Dans votre livre « Destruction massive, géopolitique de la faim », vous écrivez que « le libre-échange tue ». Que voulez-vous dire par-là ?

Une dizaine de sociétés transcontinentales privées dominent complètement le marché alimentaire. Elles fixent les prix, contrôlent les stocks. L’année dernière, Cargill a contrôlé plus de 26 % du blé commercialisé dans le monde. Selon les grands trusts, la faim ne sera vaincue qu’avec la libéralisation totale du marché et la privatisation de tous les secteurs publics. Cette théorie néolibérale est meurtrière et obscurantiste.

L’Union soviétique a implosé en 1991. Jusque-là, un homme sur trois vivait sous un régime communiste et le mode de production capitaliste était limité régionalement. Mais en 20 ans, le capitalisme financier s’est répandu comme un feu de brousse à travers le monde. Il a engendré une instance unique de régulation : le marché mondial, la soi-disant main invisible.

Les États ont perdu de leur souveraineté mais si les néolibéraux avaient raison, la libéralisation aurait dû résorber la faim. Or, c’est le contraire qui s’est produit.

La situation semble être la pire en Afrique, pourquoi ?

En chiffres absolus, c’est l’Asie qui compte le plus grand nombre d’affamés : 578 millions en 2011. Mais comparée à la population, c’est l’Afrique qui est frappée le plus durement : 35 % des Africains sont mutilés par la faim.
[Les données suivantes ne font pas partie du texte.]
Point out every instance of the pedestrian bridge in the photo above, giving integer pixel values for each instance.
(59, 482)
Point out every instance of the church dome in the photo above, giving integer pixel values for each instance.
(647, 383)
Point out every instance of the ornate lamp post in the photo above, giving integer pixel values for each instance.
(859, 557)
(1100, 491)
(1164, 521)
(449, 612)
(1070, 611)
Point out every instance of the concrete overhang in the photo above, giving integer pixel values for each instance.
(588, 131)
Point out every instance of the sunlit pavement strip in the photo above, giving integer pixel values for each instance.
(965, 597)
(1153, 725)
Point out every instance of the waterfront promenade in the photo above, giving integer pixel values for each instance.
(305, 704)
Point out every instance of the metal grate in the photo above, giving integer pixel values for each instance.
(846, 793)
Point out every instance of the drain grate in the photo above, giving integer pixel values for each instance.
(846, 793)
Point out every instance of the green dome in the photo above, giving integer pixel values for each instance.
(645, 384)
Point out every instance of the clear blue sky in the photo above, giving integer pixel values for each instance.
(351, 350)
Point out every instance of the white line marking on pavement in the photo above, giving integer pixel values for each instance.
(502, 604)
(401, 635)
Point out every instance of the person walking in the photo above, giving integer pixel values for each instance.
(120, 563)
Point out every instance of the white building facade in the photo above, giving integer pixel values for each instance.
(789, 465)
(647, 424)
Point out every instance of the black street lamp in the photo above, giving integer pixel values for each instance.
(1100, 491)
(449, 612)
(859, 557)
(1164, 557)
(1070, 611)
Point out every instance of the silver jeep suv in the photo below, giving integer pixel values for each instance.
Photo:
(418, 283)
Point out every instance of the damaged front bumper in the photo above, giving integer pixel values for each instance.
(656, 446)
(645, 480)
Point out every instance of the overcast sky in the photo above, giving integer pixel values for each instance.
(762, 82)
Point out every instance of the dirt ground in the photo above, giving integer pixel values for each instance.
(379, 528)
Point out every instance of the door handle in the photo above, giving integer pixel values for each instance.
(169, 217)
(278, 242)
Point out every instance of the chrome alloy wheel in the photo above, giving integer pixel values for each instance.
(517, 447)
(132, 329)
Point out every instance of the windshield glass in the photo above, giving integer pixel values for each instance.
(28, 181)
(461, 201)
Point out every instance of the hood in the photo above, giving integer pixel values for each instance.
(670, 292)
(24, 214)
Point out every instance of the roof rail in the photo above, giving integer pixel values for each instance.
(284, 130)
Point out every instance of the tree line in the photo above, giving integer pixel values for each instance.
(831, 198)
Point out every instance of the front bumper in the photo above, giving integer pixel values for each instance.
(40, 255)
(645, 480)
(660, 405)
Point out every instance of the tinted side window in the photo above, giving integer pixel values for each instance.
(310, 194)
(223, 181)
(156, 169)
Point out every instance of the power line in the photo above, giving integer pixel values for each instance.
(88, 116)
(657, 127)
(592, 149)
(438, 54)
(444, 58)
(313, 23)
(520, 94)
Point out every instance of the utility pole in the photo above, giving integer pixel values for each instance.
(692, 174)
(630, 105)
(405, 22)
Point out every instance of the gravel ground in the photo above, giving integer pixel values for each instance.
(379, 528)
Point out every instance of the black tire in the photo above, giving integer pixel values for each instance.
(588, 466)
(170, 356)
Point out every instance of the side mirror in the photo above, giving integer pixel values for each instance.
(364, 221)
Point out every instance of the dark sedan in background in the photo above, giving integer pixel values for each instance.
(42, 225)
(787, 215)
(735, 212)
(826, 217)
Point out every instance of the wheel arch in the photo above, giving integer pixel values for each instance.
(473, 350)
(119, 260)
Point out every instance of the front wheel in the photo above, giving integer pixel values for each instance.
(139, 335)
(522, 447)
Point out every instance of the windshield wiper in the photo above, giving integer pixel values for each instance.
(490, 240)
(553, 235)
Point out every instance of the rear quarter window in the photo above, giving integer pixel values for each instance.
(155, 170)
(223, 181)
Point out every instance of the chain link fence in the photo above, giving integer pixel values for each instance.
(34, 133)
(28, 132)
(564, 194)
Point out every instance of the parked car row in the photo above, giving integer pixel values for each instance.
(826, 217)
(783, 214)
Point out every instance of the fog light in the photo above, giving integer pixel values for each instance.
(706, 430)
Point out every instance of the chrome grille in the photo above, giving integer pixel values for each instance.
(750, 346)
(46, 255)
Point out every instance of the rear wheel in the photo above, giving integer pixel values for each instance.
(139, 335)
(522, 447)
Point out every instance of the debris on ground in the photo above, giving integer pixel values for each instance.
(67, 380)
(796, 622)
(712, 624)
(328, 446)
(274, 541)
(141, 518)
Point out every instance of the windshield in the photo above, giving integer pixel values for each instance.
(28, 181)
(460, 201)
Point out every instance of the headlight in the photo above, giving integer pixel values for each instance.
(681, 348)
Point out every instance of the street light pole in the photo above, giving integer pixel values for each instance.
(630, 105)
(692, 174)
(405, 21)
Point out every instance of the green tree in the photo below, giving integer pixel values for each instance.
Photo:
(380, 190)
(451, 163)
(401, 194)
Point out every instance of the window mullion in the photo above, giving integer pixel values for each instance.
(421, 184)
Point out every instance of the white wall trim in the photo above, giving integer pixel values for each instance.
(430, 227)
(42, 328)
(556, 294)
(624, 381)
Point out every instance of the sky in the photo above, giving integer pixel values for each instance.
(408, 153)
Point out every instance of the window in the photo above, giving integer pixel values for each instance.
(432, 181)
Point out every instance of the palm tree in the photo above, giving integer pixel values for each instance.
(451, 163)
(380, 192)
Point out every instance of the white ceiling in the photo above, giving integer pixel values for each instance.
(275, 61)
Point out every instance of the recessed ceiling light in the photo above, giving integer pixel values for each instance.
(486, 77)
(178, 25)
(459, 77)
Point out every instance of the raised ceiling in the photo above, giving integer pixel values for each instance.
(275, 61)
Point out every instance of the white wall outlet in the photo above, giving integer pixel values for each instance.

La corruption explique en partie la faim. Sans la complicité active du président Paul Biya, Bolloré et Vilgrain n’auraient jamais pu s’approprier des centaines de milliers d’hectares de terres fertiles, au Cameroun, dont les paysans ont été expulsés et où les cultures vivrières ont été remplacées par de la canne à sucre destinée à la production de biocarburants.

Mais, même si c’est horrible à dire, il faut admettre aussi que la corruption est secondaire. L’ennemi principal, c’est les trusts de l’agroalimentaire qui contrôlent le marché mondial.

Où est l’espoir ?

Il faut interdire la spéculation boursière sur les produits alimentaires ; faire cesser le vol de terres arables par les sociétés multinationales ; obtenir l’annulation de la dette extérieure des pays les plus pauvres pour qu’ils puissent investir dans leur agriculture vivrière ; en finir avec les agrocarburants… Tout cela peut être obtenu si nos peuples se mobilisent. Il n’y a pas d’impuissance en démocratie. L’ordre cannibale du monde peut être détruit et le bonheur matériel assuré pour tous. Je suis confiant : en Europe, l’insurrection des consciences est proche.